I can’t remember seeing this before.
A motion to the Panel on Multidistrict Litigation to centralize a trademark dispute that’s spread over a number of districts.
That’s what plaintiffs Moroccanoil, Inc., and Moroccanoil Israel, Ltd., requested of their six cases — with five situated in the Central District of California and one in the District of New Jersey.
The Panel suggested that the parties cooperate, but declined plaintiffs’ motion to centralize the cases. There just wasn’t enough in common between the cases to justify plaintiffs’ request.

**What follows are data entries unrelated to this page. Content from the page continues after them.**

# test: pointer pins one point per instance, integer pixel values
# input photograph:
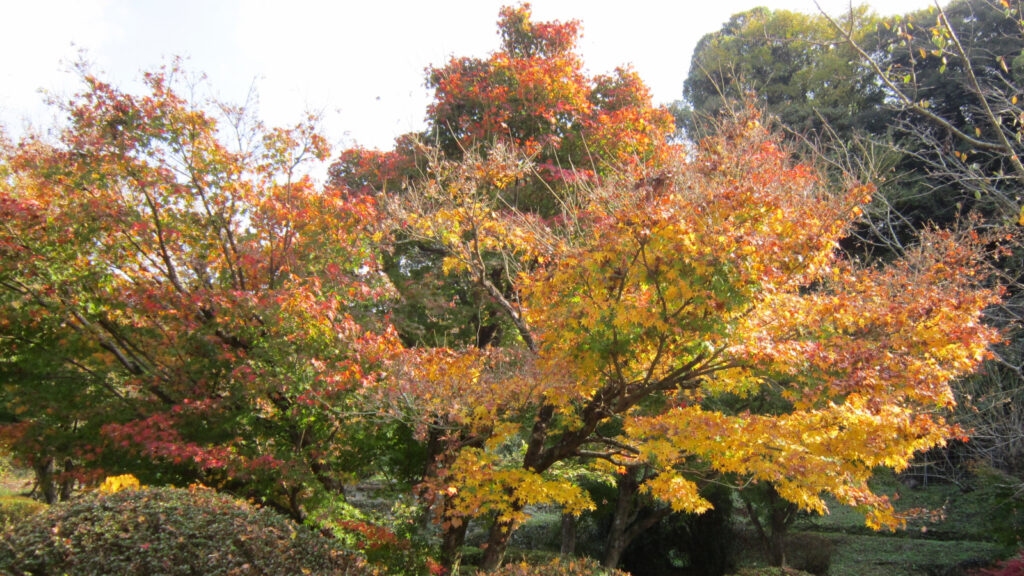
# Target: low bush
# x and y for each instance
(1012, 567)
(168, 531)
(14, 509)
(562, 567)
(770, 571)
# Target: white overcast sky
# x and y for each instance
(361, 63)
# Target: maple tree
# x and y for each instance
(175, 305)
(722, 276)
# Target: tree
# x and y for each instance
(719, 276)
(793, 66)
(953, 76)
(180, 307)
(528, 120)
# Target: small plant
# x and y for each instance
(118, 483)
(171, 532)
(1012, 567)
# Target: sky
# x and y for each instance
(360, 64)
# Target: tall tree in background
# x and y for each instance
(722, 278)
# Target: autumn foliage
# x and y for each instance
(176, 306)
(170, 300)
(647, 301)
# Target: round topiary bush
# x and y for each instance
(168, 531)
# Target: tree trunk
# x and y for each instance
(780, 515)
(453, 537)
(498, 542)
(67, 481)
(568, 535)
(624, 516)
(44, 480)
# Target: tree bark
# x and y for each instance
(624, 516)
(568, 535)
(453, 537)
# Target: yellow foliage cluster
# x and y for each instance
(118, 483)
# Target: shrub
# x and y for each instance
(562, 567)
(14, 509)
(770, 571)
(1012, 567)
(168, 531)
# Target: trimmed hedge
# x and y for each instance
(14, 509)
(168, 531)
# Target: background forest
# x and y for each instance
(561, 330)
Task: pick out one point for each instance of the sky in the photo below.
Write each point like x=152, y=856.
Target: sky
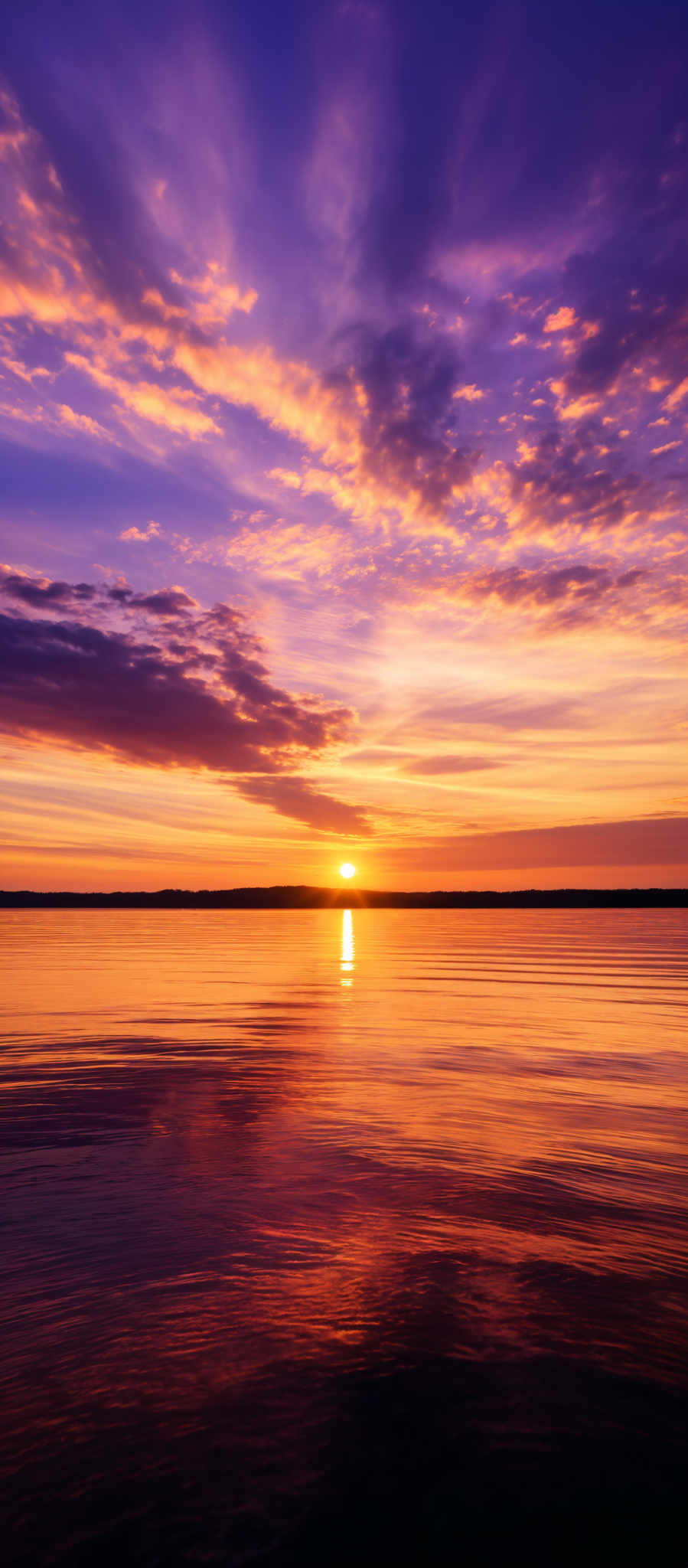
x=344, y=413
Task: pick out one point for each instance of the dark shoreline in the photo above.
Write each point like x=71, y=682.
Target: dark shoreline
x=303, y=897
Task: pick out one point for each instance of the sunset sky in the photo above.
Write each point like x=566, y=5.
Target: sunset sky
x=344, y=417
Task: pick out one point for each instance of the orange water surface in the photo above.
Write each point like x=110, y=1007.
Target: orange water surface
x=344, y=1236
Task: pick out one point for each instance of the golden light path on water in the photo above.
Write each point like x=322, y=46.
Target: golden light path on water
x=347, y=942
x=336, y=1220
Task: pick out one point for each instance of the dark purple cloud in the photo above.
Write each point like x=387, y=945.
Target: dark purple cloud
x=409, y=426
x=41, y=593
x=298, y=799
x=569, y=595
x=106, y=691
x=647, y=841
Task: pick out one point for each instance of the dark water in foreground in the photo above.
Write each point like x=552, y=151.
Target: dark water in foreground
x=336, y=1240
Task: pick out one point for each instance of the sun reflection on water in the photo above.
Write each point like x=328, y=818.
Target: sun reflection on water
x=347, y=944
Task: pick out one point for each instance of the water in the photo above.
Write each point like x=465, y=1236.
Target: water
x=344, y=1237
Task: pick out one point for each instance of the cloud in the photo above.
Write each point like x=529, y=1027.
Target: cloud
x=429, y=767
x=560, y=320
x=568, y=593
x=647, y=841
x=204, y=701
x=44, y=593
x=298, y=799
x=142, y=535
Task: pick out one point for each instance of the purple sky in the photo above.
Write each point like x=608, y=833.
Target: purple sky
x=344, y=399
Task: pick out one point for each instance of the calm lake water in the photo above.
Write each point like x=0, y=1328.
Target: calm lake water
x=344, y=1237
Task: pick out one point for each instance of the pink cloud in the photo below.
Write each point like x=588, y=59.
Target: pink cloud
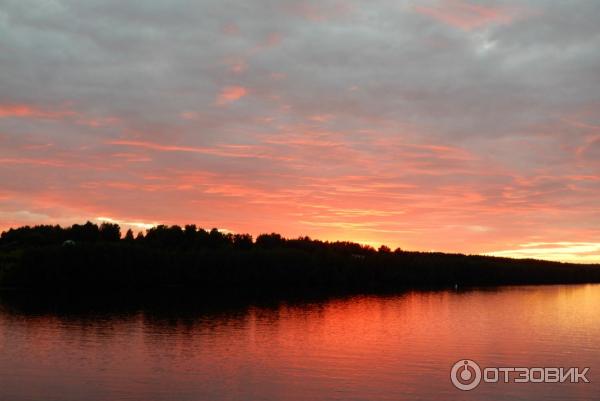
x=466, y=16
x=26, y=111
x=231, y=94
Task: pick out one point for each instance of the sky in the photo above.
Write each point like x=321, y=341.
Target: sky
x=436, y=125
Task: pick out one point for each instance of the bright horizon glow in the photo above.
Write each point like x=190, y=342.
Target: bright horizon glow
x=447, y=125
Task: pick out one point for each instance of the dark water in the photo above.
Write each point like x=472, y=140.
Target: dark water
x=397, y=347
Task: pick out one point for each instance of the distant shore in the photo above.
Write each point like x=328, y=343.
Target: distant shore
x=95, y=258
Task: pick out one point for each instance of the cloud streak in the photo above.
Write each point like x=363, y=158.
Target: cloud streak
x=448, y=125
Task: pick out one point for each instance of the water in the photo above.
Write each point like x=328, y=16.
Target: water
x=398, y=347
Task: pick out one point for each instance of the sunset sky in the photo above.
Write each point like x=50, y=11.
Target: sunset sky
x=444, y=125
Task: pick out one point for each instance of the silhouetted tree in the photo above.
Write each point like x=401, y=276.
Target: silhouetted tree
x=272, y=240
x=242, y=241
x=129, y=236
x=109, y=232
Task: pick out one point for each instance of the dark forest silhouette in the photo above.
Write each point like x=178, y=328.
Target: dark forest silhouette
x=88, y=256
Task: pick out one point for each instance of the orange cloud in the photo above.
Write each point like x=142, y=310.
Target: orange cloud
x=466, y=16
x=230, y=94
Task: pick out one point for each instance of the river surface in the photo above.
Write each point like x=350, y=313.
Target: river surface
x=390, y=347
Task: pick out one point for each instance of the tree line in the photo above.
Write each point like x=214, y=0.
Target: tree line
x=97, y=257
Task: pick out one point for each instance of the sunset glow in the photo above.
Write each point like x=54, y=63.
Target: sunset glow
x=450, y=125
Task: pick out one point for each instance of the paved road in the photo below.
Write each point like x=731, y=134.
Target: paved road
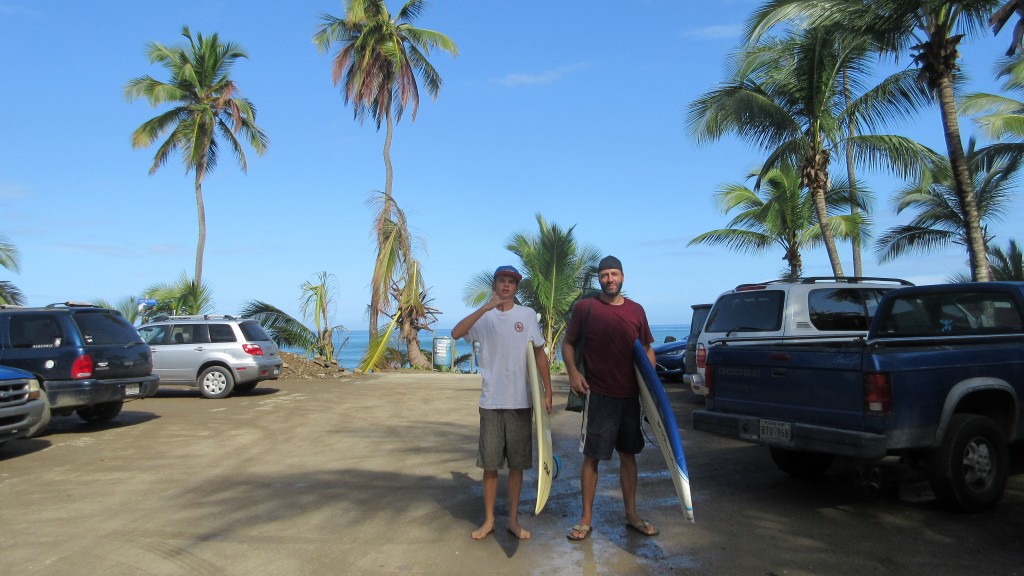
x=375, y=475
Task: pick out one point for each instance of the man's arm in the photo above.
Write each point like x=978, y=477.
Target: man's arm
x=462, y=328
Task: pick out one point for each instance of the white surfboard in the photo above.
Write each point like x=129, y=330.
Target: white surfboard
x=542, y=425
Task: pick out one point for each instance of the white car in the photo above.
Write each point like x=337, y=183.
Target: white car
x=783, y=312
x=217, y=354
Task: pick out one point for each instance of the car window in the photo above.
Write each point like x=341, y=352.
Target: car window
x=221, y=333
x=748, y=312
x=154, y=334
x=189, y=334
x=843, y=309
x=253, y=331
x=952, y=314
x=35, y=331
x=105, y=328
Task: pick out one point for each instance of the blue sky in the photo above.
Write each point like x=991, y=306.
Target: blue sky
x=571, y=110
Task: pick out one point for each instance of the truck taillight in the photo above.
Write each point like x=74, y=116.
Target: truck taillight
x=82, y=367
x=253, y=350
x=709, y=382
x=878, y=394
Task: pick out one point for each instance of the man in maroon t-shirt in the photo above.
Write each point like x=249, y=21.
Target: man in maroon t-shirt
x=611, y=417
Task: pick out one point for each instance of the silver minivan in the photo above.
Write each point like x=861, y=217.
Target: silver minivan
x=219, y=355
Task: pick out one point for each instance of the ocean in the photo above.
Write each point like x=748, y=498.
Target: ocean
x=350, y=354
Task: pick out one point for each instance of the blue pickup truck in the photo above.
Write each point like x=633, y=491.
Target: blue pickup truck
x=938, y=380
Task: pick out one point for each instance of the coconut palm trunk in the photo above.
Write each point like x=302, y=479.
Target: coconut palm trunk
x=962, y=177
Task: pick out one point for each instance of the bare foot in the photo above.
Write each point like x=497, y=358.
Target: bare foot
x=481, y=532
x=519, y=532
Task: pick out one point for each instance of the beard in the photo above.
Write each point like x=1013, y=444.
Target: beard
x=611, y=290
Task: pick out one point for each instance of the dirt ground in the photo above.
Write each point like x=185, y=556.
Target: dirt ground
x=376, y=475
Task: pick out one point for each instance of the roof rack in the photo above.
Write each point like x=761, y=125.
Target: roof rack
x=204, y=317
x=835, y=279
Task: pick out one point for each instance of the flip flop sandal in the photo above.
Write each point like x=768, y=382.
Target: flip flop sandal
x=582, y=529
x=641, y=527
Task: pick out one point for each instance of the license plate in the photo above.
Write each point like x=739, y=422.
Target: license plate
x=775, y=430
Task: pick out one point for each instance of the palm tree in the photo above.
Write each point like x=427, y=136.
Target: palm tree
x=932, y=30
x=556, y=270
x=792, y=96
x=377, y=66
x=318, y=299
x=127, y=305
x=1009, y=264
x=397, y=275
x=185, y=296
x=205, y=100
x=10, y=259
x=941, y=219
x=1000, y=117
x=780, y=214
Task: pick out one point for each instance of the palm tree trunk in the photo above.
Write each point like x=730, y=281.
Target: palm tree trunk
x=412, y=338
x=858, y=270
x=201, y=246
x=962, y=178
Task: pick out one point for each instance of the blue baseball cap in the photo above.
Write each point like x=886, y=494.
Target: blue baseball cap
x=510, y=272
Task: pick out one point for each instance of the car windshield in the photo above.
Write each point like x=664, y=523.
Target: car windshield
x=253, y=331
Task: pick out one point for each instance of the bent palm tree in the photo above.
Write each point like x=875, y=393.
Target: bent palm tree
x=780, y=214
x=10, y=259
x=377, y=66
x=792, y=96
x=556, y=271
x=932, y=30
x=941, y=219
x=205, y=101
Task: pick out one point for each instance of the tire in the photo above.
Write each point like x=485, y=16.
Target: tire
x=243, y=388
x=969, y=468
x=215, y=382
x=44, y=420
x=807, y=465
x=100, y=412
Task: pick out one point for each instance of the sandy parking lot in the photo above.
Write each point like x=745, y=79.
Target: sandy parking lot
x=375, y=475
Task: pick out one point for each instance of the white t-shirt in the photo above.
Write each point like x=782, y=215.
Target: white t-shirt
x=504, y=337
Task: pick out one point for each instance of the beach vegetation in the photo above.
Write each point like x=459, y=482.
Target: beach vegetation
x=930, y=33
x=781, y=214
x=206, y=111
x=939, y=219
x=377, y=65
x=801, y=97
x=556, y=270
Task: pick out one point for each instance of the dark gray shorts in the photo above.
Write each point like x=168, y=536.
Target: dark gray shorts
x=610, y=424
x=506, y=439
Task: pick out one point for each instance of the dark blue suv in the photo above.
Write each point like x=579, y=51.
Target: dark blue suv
x=88, y=360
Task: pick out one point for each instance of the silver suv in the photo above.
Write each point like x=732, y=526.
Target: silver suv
x=784, y=312
x=217, y=354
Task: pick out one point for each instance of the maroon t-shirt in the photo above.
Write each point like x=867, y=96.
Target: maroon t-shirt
x=608, y=347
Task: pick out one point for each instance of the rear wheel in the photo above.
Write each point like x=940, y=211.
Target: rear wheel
x=100, y=412
x=44, y=419
x=802, y=464
x=969, y=468
x=215, y=382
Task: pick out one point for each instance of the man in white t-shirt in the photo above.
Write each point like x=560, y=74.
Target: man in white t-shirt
x=504, y=330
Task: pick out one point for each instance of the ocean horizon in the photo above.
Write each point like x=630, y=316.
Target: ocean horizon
x=355, y=341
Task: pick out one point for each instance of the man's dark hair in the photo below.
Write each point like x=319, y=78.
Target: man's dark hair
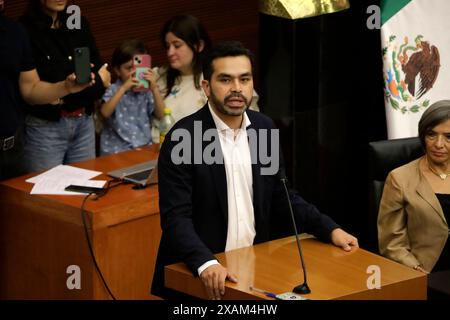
x=222, y=50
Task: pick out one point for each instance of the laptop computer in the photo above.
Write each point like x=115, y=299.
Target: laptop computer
x=141, y=174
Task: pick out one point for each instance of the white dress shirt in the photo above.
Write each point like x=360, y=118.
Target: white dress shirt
x=238, y=168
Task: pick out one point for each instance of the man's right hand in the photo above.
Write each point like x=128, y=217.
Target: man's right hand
x=213, y=279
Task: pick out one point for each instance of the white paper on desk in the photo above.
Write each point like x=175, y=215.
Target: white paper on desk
x=57, y=186
x=65, y=172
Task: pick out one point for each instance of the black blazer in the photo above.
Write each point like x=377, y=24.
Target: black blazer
x=194, y=210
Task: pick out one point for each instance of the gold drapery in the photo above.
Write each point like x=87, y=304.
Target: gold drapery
x=296, y=9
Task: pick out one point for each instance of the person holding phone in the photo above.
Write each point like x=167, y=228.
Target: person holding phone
x=186, y=41
x=128, y=104
x=62, y=131
x=20, y=81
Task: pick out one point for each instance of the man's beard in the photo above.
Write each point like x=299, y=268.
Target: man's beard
x=223, y=108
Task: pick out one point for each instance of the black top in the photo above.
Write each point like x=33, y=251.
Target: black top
x=53, y=52
x=15, y=57
x=444, y=259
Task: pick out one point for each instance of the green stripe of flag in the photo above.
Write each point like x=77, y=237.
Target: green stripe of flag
x=390, y=7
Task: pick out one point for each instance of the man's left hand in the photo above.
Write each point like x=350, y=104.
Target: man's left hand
x=342, y=239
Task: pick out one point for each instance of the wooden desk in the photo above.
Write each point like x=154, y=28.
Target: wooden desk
x=42, y=235
x=332, y=273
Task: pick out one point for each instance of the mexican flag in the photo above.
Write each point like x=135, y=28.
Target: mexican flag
x=415, y=36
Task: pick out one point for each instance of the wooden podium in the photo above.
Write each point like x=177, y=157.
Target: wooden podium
x=332, y=273
x=42, y=235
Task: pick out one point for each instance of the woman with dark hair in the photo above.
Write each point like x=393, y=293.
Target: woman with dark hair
x=63, y=131
x=415, y=206
x=186, y=42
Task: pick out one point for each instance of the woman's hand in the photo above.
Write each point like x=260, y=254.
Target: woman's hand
x=150, y=77
x=105, y=75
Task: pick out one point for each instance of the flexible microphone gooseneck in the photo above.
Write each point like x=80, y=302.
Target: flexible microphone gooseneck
x=302, y=288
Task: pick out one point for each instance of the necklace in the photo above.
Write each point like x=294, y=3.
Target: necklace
x=443, y=176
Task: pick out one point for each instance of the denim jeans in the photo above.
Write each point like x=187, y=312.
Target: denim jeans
x=11, y=161
x=51, y=143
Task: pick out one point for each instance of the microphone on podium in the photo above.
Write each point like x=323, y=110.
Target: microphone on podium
x=301, y=288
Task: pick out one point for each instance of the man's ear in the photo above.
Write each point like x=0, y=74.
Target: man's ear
x=117, y=71
x=206, y=88
x=201, y=46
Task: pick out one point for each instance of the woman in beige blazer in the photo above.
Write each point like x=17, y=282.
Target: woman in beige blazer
x=415, y=206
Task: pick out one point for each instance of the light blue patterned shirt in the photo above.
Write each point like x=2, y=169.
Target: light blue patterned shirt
x=128, y=127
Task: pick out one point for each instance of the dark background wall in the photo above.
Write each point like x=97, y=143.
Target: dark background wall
x=319, y=78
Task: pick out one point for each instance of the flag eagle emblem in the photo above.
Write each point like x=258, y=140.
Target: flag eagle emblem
x=411, y=73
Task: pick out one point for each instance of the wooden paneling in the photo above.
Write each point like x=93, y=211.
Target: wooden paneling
x=41, y=235
x=115, y=20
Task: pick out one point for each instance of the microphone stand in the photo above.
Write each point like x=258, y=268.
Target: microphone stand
x=302, y=288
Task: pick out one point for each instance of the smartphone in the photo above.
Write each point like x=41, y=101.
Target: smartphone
x=82, y=61
x=141, y=63
x=84, y=189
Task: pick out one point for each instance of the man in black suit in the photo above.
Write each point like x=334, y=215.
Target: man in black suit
x=217, y=190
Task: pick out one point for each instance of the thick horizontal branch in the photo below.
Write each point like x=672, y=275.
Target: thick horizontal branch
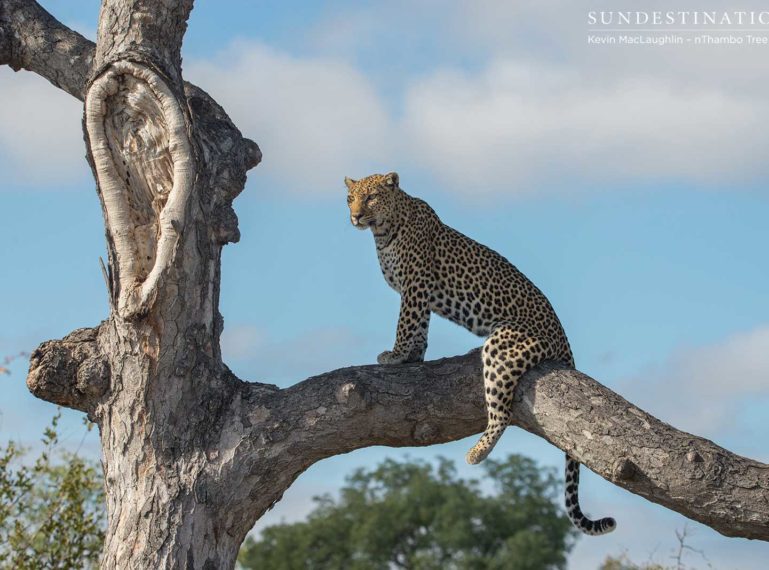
x=71, y=372
x=440, y=401
x=32, y=39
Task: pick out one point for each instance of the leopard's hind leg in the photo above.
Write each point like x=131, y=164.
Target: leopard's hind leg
x=507, y=354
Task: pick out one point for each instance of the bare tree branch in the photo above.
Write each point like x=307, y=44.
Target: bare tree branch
x=149, y=29
x=70, y=372
x=440, y=401
x=32, y=39
x=193, y=456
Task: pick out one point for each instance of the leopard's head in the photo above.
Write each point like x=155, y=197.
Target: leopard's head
x=372, y=199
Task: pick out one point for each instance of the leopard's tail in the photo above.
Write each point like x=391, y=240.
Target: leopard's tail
x=595, y=528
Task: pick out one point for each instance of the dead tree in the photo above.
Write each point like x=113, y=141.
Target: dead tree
x=192, y=455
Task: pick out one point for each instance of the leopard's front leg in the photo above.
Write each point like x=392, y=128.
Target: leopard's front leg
x=413, y=322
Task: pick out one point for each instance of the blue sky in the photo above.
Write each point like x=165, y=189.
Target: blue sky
x=629, y=183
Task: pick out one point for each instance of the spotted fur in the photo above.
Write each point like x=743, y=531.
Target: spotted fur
x=438, y=270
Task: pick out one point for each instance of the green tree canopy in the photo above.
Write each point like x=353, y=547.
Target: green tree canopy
x=51, y=509
x=414, y=515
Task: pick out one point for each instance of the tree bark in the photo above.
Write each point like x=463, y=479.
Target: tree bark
x=192, y=455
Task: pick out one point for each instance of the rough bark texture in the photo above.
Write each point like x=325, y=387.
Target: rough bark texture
x=192, y=455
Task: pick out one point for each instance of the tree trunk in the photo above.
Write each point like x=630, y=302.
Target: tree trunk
x=192, y=455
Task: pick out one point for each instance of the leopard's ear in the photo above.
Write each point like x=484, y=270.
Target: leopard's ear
x=391, y=180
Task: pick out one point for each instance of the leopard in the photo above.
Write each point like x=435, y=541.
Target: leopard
x=437, y=269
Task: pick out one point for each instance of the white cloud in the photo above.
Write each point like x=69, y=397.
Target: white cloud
x=41, y=138
x=531, y=106
x=514, y=126
x=707, y=389
x=256, y=355
x=315, y=119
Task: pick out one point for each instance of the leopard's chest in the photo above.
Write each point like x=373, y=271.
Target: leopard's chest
x=389, y=263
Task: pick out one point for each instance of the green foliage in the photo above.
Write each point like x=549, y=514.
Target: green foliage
x=51, y=511
x=416, y=516
x=622, y=562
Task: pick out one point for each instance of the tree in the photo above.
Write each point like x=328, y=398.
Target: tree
x=192, y=455
x=410, y=515
x=52, y=510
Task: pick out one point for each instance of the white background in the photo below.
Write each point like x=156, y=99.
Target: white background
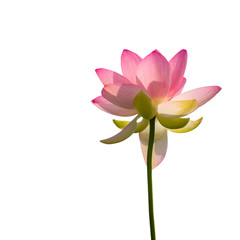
x=57, y=181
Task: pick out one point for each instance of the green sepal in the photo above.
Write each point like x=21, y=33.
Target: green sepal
x=172, y=123
x=140, y=125
x=145, y=105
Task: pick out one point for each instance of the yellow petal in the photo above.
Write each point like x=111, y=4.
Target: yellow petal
x=140, y=125
x=189, y=127
x=176, y=109
x=172, y=123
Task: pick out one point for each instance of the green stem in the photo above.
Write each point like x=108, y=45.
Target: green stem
x=149, y=177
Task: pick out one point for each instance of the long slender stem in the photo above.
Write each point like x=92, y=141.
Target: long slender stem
x=149, y=177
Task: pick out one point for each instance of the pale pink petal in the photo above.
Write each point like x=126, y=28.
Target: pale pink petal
x=124, y=134
x=110, y=77
x=154, y=73
x=159, y=146
x=202, y=95
x=178, y=65
x=181, y=86
x=108, y=107
x=129, y=63
x=121, y=95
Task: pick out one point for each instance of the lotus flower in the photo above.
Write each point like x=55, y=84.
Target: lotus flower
x=151, y=87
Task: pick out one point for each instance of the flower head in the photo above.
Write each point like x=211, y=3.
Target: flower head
x=151, y=87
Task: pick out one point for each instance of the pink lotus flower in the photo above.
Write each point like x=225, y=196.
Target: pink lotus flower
x=151, y=87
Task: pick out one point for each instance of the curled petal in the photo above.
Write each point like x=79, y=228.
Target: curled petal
x=124, y=134
x=189, y=127
x=172, y=123
x=159, y=146
x=129, y=63
x=202, y=95
x=121, y=95
x=178, y=65
x=140, y=125
x=176, y=109
x=110, y=77
x=108, y=107
x=154, y=73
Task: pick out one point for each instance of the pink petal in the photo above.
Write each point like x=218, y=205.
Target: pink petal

“On the basis of the papers filed and hearing session held, we are not persuaded that centralization would serve the convenience of the parties and witnesses or further the just and efficient conduct of this litigation. These actions do involve similar allegations of infringement of one or more of Moroccanoil’s trademarks, resulting from the sale or supply of purportedly counterfeit Moroccanoil Oil Treatment in 3.4 ounce bottles, which were sold at various retail outlets across the country. Despite the existence of some factual overlap among the present actions, highlighted by the alleged similarity of the counterfeit products and plaintiffs’ theory of a common source of counterfeit products, the proponents of centralization have failed to convince us that any shared factual questions in these actions are sufficiently complex or numerous to justify Section 1407 transfer.”
The case cite is In re Moroccanoil Trademark Litig., __ F.Supp.2d __, 2011 WL 1399464, No. MDL 2224 (U.S. Jud. Pa. Mult. Lit) (April 8, 2011).